The Palestinian Monetary Authority (PMA) yesterday published key figures evaluating the latest business cycle. The report – outlined by [sub]  CentralBanking.com – described an “enormous” drop in prospects for a robust West Bank economy. The PMA blamed Israel for the situation, but also noted that Syrian-driven instability and a “political schism” between the Palestinian Hamas and Fatah factions was damaging the economy.
The PMA report came after a similarly pessimistic  IMF report:
Economic growth in Palestine is projected by the IMF to drop to 4.5 percent in 2013 and bottom out at 3 percent by 2016. That compares with actual growth of 12.2 percent in 2011 and an estimated 5.9 percent in 2012. In the PA’s economic plan two years ago, growth for 2013 was supposed to be 12 percent, and public investment was supposed to be three times as large as actual levels for 2013.

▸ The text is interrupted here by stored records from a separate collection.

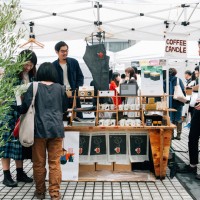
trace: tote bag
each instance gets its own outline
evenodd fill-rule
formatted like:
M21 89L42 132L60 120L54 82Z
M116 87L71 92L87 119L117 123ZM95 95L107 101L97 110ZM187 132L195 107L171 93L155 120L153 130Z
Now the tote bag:
M35 95L38 82L33 82L33 99L27 113L20 116L19 141L22 146L30 147L34 143Z
M185 103L187 101L186 96L183 94L183 91L181 89L181 86L179 84L179 78L177 78L176 86L174 87L174 97L173 99L178 100L182 103Z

The IMF specifically called on the Palestinian Authority (PA) to cut the wages, pensions, and benefits of public employees.
The recommendation risks trapping the PA in a double-bind, forced to choose between floating the West Bank economy or sustaining the Palestinian government’s political institutions.
Building and sustaining the economy will require, per the IMF report, cuts in employee compensation. But PA government employees are already going on strike – 95% of them walked out  this weekend – over insufficient compensation. Further cuts could endanger the viability of the Palestinian government.
The dynamic suggested that Robert Serry, the U.N.’s Special Coordinator for the Middle East Peace Process, may have erred when in 2011 he assessed  that “the PA’s institutions [would] be ready for statehood” by September 2011.